The original draft of the manuscript was completely in Asheni’s head. I used third person limited past tense, and we only followed Asheni. But then, after the draft was finished, and I was adding a few extra chapters to flesh things out, I got into a wierd headspace where I was writing flashback chapters in italic’d present tense.

When I got into this draft of the story, I figured I’d give it a go in present tense and see what happened–and I expanded the viewpoint characters to include three additional people as well as Asheni. I think it’s telling a better story now–but I know it’ll require extra work to ensure that each of the four voices is stylistically consistent. (That’ll probably be my second draft–physically dividing the story into the four parts, and editing start to finish, voice by voice.)
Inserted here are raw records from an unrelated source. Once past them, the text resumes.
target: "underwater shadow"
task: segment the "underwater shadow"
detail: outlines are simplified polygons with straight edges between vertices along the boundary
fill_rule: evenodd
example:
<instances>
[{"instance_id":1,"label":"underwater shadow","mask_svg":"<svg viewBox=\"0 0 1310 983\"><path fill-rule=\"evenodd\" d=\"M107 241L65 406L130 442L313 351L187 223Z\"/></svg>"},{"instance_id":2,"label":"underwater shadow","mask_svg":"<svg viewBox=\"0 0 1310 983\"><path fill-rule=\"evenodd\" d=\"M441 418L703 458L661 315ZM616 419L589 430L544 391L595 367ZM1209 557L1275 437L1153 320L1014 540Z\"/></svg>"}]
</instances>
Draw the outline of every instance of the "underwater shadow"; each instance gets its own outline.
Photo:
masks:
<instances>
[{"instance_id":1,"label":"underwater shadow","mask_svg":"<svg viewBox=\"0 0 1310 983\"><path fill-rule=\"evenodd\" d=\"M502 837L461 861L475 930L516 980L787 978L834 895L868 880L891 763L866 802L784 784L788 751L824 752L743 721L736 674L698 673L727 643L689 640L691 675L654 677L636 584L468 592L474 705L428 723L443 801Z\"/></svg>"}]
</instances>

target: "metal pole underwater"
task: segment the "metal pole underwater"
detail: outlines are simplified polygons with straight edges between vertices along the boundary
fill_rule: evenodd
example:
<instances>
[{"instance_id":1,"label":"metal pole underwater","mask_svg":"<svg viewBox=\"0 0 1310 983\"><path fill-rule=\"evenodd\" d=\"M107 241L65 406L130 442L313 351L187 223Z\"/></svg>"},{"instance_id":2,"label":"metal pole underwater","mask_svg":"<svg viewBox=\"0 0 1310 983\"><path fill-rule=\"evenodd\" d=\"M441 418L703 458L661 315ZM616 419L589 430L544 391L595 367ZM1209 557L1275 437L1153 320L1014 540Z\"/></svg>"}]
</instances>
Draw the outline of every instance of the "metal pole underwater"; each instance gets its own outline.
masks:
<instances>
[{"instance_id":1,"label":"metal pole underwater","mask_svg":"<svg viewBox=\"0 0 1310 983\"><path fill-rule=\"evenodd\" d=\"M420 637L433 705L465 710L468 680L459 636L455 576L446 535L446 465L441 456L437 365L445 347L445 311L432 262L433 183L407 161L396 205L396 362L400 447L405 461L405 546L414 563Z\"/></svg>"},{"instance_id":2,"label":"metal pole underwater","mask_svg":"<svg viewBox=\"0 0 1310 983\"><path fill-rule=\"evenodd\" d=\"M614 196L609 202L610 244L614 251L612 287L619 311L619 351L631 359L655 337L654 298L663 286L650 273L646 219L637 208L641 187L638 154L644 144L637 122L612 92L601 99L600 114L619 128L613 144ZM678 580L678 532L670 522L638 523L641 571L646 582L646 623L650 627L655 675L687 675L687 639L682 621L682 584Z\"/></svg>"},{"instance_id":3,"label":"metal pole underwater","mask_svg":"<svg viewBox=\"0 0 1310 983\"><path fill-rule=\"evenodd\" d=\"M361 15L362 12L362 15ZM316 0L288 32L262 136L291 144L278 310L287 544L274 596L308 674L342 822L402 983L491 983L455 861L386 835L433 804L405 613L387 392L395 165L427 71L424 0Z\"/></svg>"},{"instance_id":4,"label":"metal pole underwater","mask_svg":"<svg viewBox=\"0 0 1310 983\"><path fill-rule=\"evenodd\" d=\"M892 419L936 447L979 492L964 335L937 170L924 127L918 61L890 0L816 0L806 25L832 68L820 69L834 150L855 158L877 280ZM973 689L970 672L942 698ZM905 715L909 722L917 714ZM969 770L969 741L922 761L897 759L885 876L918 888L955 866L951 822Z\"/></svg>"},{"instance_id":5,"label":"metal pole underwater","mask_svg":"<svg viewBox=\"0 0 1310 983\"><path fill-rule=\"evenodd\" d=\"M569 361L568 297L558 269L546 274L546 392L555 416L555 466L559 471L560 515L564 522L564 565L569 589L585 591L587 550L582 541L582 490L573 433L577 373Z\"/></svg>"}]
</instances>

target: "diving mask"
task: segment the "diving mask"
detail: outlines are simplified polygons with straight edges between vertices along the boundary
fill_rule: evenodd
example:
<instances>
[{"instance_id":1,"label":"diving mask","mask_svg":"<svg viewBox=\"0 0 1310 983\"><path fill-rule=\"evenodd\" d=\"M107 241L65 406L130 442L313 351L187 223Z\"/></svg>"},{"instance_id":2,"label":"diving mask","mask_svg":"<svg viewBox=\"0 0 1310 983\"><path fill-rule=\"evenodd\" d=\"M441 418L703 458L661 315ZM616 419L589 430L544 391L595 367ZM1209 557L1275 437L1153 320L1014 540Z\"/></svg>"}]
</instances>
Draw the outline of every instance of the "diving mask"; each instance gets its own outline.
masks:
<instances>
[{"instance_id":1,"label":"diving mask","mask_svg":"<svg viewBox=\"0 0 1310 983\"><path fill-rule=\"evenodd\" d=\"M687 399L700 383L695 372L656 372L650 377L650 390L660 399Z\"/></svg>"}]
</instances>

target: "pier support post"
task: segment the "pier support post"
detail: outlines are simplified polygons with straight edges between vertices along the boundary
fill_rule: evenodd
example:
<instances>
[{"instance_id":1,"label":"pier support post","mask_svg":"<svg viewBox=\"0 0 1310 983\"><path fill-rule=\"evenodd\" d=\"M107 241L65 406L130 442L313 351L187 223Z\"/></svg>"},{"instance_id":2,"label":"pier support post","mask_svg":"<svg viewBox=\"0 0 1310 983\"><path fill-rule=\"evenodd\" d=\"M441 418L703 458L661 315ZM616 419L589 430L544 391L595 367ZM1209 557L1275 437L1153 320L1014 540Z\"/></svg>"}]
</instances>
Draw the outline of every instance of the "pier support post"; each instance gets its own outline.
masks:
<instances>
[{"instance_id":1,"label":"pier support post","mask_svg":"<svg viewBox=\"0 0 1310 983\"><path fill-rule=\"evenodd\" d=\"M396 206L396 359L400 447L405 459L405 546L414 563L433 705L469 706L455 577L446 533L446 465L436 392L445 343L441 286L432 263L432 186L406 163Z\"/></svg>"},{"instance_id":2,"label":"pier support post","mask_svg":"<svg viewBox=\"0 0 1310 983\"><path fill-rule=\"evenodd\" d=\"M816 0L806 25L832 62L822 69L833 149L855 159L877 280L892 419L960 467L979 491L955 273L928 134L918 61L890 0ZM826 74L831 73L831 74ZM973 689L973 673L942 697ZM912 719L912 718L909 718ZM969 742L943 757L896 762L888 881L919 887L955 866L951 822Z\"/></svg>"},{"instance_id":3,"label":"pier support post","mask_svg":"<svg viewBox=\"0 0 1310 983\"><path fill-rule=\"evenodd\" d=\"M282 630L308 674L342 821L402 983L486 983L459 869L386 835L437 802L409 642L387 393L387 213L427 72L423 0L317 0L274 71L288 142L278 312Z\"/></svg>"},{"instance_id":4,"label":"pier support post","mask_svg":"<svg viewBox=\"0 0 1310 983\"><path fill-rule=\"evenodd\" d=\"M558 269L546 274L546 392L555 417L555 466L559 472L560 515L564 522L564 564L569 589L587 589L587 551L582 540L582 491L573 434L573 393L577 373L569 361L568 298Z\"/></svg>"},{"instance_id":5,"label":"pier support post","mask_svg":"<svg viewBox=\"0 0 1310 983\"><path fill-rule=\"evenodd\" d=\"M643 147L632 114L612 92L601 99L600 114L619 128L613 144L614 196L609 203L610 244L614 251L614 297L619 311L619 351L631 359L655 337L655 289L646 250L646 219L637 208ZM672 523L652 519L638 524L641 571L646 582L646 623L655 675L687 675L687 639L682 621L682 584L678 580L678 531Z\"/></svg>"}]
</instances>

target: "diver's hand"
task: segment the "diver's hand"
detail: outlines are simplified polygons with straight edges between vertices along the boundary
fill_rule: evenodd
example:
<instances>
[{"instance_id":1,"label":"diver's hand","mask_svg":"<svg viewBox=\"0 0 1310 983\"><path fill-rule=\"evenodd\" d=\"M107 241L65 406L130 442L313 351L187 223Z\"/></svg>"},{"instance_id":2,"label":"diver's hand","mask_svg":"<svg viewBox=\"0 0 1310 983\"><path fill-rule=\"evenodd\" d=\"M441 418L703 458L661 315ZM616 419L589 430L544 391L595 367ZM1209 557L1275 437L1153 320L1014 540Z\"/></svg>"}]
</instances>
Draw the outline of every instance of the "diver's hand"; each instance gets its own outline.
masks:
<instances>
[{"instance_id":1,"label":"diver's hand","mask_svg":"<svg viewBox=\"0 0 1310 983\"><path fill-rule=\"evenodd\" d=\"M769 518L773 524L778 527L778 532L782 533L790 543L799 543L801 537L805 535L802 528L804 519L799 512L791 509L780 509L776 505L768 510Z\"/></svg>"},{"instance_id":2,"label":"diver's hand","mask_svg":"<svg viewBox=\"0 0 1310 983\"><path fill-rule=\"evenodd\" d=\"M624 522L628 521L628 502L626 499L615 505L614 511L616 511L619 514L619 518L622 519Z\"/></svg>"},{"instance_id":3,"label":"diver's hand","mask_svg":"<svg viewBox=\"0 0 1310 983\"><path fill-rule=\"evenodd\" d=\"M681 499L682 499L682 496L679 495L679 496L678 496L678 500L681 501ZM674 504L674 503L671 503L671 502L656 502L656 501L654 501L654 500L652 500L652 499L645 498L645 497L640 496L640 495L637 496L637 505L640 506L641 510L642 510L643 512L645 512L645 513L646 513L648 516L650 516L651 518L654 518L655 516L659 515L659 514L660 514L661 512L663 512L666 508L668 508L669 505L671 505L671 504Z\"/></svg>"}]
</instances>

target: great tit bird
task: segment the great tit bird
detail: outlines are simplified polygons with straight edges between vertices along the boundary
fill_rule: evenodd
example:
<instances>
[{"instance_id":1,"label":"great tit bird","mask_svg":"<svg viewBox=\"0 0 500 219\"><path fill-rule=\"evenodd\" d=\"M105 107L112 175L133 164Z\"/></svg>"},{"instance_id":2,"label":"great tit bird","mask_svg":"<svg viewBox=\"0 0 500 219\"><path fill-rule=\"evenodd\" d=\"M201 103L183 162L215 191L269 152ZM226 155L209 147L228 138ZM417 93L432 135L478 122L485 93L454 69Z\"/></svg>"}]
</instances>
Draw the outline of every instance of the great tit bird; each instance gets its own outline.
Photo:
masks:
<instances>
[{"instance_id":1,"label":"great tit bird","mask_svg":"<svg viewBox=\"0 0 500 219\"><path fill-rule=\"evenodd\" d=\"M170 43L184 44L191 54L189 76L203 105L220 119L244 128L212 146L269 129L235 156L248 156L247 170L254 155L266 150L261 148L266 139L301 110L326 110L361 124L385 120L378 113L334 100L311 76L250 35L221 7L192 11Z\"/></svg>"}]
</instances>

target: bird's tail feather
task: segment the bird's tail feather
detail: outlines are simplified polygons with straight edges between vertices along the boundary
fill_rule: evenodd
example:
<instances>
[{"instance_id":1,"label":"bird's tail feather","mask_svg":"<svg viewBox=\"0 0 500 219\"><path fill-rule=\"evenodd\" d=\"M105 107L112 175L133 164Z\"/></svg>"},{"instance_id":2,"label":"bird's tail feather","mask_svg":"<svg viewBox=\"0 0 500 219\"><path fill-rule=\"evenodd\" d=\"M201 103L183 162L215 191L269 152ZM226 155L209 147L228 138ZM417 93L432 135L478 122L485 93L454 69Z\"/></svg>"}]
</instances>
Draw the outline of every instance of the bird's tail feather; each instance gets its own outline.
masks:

So that’s where I’m at with this. It’s an unfortunately slow slog, at least in part because this is the largest revision I’ve ever tackled. But I’ll get there eventually.

And I’ll try to keep the sighing to a minimum, at least while I’m out in public.

 

 

 

*working (acronym) title.

**I had to pause and count on my fingers.

***It hurts my feelings to use the past tense there, but accuracy is important.

****Not all written during NaNoWriMo. I only eked out a victory.

*****I typed in ‘one draft’ here, since I thought that was went after ‘zero draft’, and yikes, was it wrong-looking.